记得小时候,她不喜欢念书,母亲来劝,父亲就会觉得母亲太过严厉。
不久前,父亲从京城回来时,见到她哭了,问的话却是“是不是母亲惹你了。”虽然他问过后又极力为李氏开脱,可他会这么想,就说明,在他心底,惹事的就是母亲。
以前是母亲,如今也到她了。
在父亲心底,他想要个平衡,李氏和夕研已经坐在最高位置上了,所以该牺牲一些来保持这个平衡。
“母亲,父亲是觉得我们已经得了身份,得了他的疼爱,所以,就不该给我们太多。

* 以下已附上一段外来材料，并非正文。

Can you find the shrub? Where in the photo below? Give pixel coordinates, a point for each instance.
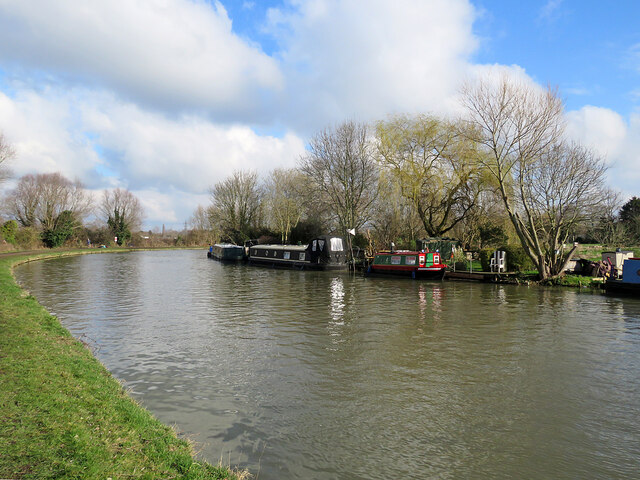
(517, 259)
(9, 230)
(28, 238)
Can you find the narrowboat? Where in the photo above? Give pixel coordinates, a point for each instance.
(227, 252)
(408, 263)
(322, 253)
(630, 281)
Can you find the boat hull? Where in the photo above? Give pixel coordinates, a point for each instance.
(435, 273)
(418, 265)
(227, 253)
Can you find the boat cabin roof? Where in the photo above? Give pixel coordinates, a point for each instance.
(290, 248)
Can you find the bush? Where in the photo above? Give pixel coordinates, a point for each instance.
(517, 259)
(9, 230)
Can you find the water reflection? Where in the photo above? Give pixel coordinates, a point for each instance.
(317, 375)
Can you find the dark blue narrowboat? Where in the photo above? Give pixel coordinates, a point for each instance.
(322, 253)
(227, 252)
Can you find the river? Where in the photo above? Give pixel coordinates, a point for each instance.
(315, 375)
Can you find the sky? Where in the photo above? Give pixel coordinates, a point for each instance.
(168, 97)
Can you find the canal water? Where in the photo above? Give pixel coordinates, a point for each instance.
(313, 375)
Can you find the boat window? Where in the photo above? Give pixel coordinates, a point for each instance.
(336, 244)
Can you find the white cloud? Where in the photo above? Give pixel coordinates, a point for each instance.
(353, 60)
(598, 128)
(106, 142)
(172, 53)
(616, 139)
(44, 132)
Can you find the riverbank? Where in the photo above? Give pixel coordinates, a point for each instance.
(62, 414)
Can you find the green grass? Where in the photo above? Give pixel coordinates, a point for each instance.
(62, 414)
(576, 281)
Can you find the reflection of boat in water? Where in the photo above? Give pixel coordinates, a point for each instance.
(408, 263)
(227, 252)
(322, 253)
(630, 282)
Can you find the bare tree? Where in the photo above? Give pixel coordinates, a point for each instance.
(22, 202)
(122, 212)
(283, 195)
(6, 154)
(342, 174)
(39, 200)
(236, 205)
(545, 184)
(435, 166)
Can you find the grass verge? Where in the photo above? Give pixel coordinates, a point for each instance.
(62, 414)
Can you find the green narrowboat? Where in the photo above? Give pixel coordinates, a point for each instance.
(408, 263)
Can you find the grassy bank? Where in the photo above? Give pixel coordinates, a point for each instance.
(62, 414)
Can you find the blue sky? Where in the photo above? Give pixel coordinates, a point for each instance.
(589, 49)
(167, 97)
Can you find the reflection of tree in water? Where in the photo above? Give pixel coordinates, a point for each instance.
(430, 299)
(336, 310)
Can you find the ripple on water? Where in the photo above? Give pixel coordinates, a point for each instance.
(321, 375)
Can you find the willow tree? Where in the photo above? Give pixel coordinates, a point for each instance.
(546, 185)
(122, 212)
(434, 165)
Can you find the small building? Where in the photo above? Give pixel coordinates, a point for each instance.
(616, 259)
(631, 271)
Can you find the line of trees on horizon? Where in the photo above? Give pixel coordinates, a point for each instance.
(51, 210)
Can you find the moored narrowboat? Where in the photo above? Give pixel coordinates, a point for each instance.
(630, 281)
(227, 252)
(408, 263)
(322, 253)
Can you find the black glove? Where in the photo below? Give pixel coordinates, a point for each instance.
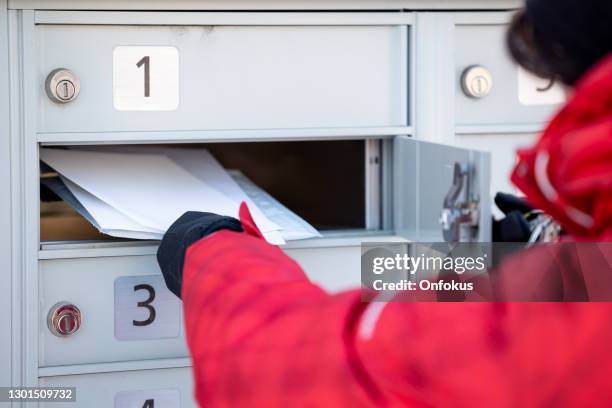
(189, 228)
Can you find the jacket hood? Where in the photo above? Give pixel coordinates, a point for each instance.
(568, 172)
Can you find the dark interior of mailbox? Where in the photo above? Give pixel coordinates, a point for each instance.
(321, 181)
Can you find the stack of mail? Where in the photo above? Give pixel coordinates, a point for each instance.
(138, 192)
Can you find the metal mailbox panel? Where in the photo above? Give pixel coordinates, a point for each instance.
(169, 387)
(484, 45)
(229, 77)
(97, 287)
(423, 175)
(115, 294)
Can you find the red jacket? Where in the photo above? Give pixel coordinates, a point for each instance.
(262, 335)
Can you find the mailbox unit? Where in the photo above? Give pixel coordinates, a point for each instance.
(352, 113)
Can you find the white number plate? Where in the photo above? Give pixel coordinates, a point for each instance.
(145, 309)
(538, 91)
(145, 78)
(170, 398)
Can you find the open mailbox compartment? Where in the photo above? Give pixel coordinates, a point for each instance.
(368, 187)
(335, 185)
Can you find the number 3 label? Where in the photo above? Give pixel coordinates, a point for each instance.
(145, 78)
(145, 309)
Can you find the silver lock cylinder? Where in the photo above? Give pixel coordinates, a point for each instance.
(62, 85)
(476, 81)
(64, 319)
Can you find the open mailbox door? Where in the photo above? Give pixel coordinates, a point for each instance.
(440, 192)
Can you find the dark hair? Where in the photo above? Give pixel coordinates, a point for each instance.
(561, 39)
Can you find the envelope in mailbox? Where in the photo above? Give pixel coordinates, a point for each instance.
(138, 192)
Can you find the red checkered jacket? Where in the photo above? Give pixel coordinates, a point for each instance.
(262, 335)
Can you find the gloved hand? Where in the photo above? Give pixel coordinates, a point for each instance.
(189, 228)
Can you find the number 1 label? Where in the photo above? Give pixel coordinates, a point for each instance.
(145, 78)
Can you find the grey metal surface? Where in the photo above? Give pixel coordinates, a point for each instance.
(417, 177)
(296, 77)
(6, 298)
(100, 390)
(265, 4)
(423, 174)
(483, 43)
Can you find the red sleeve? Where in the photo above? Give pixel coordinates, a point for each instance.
(262, 335)
(491, 354)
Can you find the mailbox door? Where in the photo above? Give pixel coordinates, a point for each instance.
(169, 387)
(422, 177)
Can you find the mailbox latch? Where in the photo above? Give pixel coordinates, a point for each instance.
(460, 211)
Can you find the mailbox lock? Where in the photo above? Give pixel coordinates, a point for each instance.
(476, 81)
(62, 85)
(64, 319)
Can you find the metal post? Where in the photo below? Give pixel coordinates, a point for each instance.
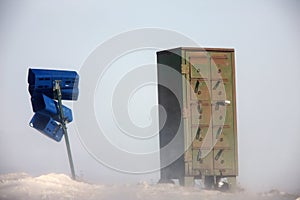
(61, 114)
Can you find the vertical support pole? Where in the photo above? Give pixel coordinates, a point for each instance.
(61, 114)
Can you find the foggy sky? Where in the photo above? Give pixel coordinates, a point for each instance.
(62, 34)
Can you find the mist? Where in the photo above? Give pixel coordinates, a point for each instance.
(63, 34)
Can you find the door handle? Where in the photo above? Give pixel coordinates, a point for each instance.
(196, 86)
(218, 154)
(218, 132)
(199, 107)
(217, 85)
(198, 133)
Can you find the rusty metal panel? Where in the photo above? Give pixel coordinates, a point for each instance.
(221, 113)
(223, 137)
(200, 65)
(204, 164)
(221, 66)
(202, 135)
(224, 161)
(209, 111)
(221, 90)
(201, 112)
(200, 89)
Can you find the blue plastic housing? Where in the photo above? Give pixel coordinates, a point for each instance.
(42, 81)
(47, 125)
(47, 106)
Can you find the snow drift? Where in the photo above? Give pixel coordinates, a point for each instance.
(59, 186)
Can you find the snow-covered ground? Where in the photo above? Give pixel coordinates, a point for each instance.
(60, 186)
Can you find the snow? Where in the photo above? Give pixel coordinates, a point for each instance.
(60, 186)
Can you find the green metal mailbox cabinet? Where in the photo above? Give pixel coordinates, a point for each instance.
(199, 102)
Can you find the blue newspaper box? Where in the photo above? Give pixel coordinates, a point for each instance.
(41, 81)
(46, 125)
(47, 106)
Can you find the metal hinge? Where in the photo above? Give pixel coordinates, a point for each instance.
(185, 113)
(184, 69)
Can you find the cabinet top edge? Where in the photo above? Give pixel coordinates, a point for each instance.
(199, 49)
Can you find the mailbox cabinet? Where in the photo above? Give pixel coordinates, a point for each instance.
(205, 89)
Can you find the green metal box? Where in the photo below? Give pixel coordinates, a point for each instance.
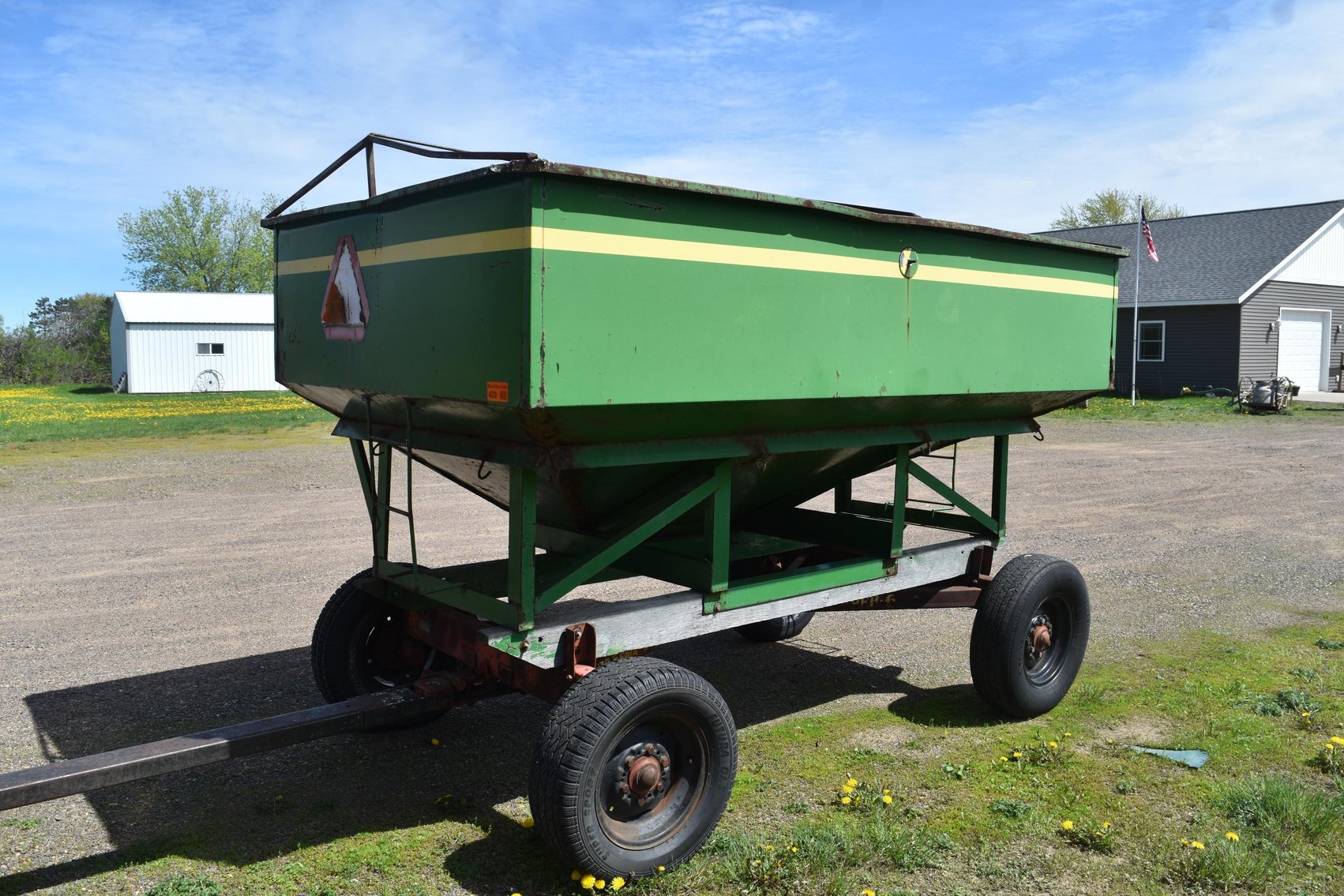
(553, 316)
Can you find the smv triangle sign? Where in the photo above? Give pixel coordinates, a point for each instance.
(346, 304)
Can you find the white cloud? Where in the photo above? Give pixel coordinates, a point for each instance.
(113, 103)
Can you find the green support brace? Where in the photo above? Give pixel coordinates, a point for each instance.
(718, 527)
(522, 545)
(898, 500)
(668, 504)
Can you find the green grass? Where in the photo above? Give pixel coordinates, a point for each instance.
(995, 823)
(49, 413)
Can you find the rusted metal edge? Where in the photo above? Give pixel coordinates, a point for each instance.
(80, 775)
(542, 166)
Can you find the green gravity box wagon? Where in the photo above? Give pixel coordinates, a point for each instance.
(668, 379)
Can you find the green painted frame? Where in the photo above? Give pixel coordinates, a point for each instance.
(512, 591)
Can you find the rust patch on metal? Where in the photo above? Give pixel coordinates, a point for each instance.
(457, 635)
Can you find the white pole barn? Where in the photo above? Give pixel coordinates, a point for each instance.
(193, 342)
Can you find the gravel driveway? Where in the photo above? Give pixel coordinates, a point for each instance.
(152, 591)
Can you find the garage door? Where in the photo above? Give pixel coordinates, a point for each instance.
(1301, 347)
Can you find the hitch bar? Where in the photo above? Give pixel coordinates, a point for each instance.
(80, 775)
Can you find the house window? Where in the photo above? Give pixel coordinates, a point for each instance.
(1152, 340)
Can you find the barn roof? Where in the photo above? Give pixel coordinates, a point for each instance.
(1210, 258)
(197, 308)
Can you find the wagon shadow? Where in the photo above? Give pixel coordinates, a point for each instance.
(262, 806)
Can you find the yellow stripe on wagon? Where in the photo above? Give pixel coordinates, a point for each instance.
(582, 241)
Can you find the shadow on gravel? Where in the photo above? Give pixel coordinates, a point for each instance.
(256, 808)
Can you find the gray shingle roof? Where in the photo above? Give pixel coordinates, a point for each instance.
(1208, 257)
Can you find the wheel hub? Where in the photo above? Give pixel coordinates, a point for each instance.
(647, 769)
(1039, 637)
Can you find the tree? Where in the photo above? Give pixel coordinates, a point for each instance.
(1112, 207)
(199, 241)
(66, 340)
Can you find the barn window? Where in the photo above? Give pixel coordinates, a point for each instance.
(1152, 340)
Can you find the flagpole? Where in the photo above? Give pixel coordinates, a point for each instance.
(1139, 261)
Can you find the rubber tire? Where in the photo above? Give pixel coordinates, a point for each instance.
(781, 629)
(584, 733)
(335, 654)
(999, 635)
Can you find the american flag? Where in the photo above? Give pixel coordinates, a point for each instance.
(1148, 234)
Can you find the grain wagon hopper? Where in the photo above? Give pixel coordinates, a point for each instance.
(654, 378)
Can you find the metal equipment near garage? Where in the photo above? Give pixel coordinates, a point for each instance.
(654, 378)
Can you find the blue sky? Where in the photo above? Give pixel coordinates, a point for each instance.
(991, 113)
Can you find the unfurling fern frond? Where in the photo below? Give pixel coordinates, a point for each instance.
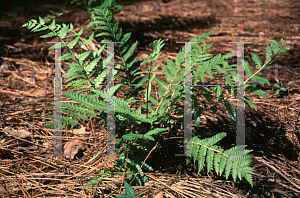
(234, 160)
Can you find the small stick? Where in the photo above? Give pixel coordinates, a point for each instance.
(2, 119)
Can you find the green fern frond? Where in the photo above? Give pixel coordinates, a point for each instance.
(234, 160)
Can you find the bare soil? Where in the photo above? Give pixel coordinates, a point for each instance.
(26, 94)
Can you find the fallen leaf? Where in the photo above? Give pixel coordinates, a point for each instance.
(22, 133)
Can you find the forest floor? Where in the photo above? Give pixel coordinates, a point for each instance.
(26, 94)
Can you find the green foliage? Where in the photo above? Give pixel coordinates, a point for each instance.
(234, 160)
(140, 122)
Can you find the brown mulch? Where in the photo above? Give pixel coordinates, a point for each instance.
(28, 167)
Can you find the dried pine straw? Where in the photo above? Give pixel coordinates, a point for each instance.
(29, 169)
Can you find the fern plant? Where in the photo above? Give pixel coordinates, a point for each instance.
(140, 122)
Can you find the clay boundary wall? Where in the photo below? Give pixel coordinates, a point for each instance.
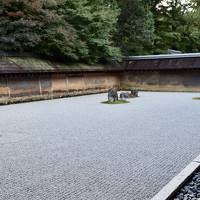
(163, 80)
(16, 88)
(29, 79)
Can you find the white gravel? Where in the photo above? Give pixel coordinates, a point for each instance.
(79, 149)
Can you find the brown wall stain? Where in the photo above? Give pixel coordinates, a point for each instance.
(29, 87)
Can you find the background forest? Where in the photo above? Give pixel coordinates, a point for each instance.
(99, 30)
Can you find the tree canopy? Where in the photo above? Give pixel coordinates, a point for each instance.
(99, 30)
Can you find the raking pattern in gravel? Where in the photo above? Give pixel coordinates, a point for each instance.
(80, 149)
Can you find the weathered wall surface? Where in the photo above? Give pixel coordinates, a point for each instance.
(27, 87)
(171, 80)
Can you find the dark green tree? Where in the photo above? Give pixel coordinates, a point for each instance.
(135, 27)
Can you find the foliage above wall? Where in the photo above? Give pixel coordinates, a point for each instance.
(98, 30)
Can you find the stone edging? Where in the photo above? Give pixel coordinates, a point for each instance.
(178, 181)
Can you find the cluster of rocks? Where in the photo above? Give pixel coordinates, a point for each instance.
(113, 94)
(191, 191)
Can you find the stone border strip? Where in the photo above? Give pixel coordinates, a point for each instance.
(169, 191)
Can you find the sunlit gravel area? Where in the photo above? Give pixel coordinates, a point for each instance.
(80, 149)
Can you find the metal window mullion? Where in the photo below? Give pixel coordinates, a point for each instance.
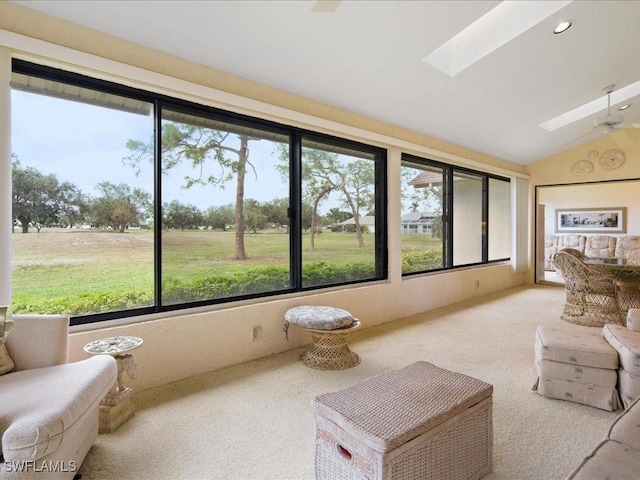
(157, 204)
(447, 217)
(485, 219)
(295, 210)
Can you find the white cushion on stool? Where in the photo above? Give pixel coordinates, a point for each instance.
(319, 318)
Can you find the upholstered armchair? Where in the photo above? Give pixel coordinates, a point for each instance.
(577, 242)
(600, 246)
(48, 407)
(626, 245)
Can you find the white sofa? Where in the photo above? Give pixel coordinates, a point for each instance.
(48, 407)
(599, 246)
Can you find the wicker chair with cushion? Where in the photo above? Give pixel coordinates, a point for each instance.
(627, 244)
(592, 297)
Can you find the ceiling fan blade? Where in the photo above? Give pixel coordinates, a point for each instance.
(326, 6)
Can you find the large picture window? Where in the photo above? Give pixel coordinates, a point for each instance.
(126, 202)
(452, 217)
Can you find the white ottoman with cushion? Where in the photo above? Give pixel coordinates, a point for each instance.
(329, 328)
(576, 363)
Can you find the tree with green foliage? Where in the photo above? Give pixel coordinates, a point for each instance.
(40, 200)
(219, 217)
(323, 173)
(201, 146)
(176, 214)
(119, 206)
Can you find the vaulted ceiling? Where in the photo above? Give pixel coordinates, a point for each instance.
(368, 57)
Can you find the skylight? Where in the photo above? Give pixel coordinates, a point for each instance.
(491, 31)
(595, 106)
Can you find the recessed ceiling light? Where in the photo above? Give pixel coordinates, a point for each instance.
(562, 27)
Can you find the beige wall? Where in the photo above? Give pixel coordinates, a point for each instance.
(178, 345)
(557, 168)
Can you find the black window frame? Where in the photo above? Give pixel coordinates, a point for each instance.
(295, 135)
(448, 242)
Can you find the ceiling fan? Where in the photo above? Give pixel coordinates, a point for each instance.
(325, 6)
(610, 123)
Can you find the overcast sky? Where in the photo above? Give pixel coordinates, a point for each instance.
(85, 145)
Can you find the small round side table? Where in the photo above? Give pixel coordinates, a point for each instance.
(116, 407)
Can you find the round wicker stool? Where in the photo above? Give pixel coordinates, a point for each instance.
(329, 328)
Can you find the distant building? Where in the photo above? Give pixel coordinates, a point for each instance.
(418, 222)
(368, 221)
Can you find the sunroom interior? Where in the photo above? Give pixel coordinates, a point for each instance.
(533, 174)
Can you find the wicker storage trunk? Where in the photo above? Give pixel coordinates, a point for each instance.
(420, 422)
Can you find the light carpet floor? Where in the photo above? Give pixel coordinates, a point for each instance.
(255, 420)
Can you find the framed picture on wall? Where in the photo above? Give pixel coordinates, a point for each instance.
(591, 220)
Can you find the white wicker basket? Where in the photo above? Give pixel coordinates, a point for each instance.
(419, 422)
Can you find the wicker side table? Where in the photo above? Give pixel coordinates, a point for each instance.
(329, 328)
(116, 408)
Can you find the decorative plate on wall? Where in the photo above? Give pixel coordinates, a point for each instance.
(612, 159)
(582, 168)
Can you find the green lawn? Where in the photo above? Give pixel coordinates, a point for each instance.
(71, 263)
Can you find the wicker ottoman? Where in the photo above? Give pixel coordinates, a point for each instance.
(329, 328)
(419, 422)
(576, 363)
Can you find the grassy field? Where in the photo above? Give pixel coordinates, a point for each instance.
(56, 263)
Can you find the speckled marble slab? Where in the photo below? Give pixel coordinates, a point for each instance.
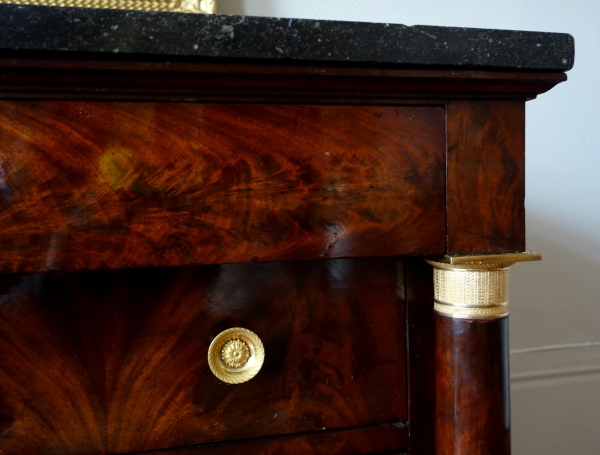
(209, 37)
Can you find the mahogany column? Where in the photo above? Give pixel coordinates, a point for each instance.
(472, 410)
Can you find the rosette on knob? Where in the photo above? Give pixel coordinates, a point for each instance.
(236, 355)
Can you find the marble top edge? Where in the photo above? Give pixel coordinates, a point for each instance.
(104, 31)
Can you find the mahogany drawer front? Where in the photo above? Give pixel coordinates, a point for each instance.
(101, 185)
(116, 361)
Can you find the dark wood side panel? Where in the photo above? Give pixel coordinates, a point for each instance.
(486, 177)
(472, 387)
(391, 439)
(97, 362)
(421, 339)
(110, 185)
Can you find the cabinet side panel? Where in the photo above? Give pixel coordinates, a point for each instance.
(486, 177)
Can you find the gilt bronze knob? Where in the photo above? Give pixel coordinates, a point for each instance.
(236, 355)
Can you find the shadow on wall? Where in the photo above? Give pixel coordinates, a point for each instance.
(555, 341)
(556, 301)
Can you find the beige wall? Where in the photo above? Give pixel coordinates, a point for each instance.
(555, 322)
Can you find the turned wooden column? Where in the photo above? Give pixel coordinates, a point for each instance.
(472, 399)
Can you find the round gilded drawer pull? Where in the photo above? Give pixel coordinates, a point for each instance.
(236, 355)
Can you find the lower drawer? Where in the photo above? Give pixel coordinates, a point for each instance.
(116, 361)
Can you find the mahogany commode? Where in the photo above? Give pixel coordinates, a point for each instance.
(289, 177)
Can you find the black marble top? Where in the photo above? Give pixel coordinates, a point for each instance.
(223, 37)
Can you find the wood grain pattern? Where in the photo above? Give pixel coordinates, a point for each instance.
(472, 387)
(421, 348)
(486, 177)
(54, 77)
(389, 439)
(115, 361)
(109, 185)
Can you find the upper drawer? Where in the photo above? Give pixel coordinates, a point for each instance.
(89, 185)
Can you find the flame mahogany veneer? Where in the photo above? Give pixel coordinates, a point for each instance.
(145, 206)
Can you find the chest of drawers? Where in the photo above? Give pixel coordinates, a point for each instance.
(154, 197)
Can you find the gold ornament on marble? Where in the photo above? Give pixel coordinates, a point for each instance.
(474, 287)
(236, 355)
(174, 6)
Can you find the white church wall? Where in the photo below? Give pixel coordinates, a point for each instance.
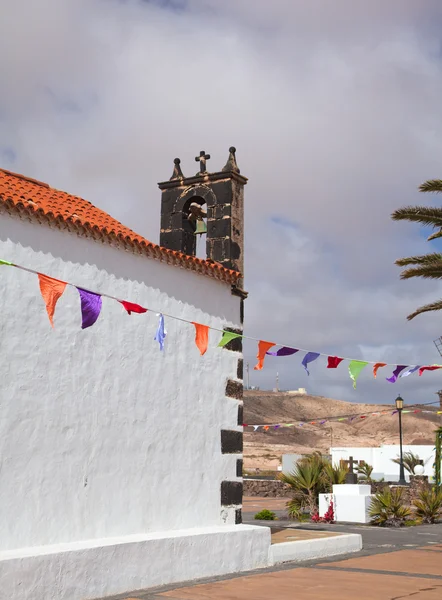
(381, 459)
(101, 434)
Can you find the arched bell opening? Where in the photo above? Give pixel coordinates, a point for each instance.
(195, 224)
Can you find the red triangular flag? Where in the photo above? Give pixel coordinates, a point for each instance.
(201, 337)
(262, 349)
(131, 307)
(51, 291)
(429, 368)
(334, 362)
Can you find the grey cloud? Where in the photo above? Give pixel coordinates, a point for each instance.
(334, 108)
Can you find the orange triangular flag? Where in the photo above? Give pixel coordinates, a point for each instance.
(201, 337)
(262, 349)
(51, 291)
(376, 367)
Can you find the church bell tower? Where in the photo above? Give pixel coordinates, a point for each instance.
(218, 197)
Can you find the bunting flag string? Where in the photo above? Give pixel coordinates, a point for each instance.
(349, 418)
(308, 358)
(90, 307)
(354, 368)
(161, 333)
(52, 289)
(201, 337)
(131, 307)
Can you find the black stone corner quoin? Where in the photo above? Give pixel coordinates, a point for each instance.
(231, 493)
(231, 442)
(234, 389)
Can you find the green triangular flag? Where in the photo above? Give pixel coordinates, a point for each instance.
(355, 368)
(228, 336)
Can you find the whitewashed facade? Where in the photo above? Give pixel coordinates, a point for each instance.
(111, 467)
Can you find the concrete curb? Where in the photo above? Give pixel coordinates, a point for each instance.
(314, 549)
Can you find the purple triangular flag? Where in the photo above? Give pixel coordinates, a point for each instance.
(90, 307)
(396, 373)
(284, 351)
(309, 357)
(410, 370)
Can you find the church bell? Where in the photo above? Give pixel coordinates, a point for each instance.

他觉得我们已经得到最好的东西,所以该付出,所以,不论姨母她们做了什么,她们都不会错,是吗?”
李氏没有吭声,可看她那表情,夕研觉得自己想对了。
他怎么能这样?
夕研越想心底就越不甘,坐了一会便离开。
她叫迎柳先去把府里所有的管事妈妈都叫到正厅去,又让迎霞把李嫣落送过来的药端好,带着迎霞往李嫣落那边去。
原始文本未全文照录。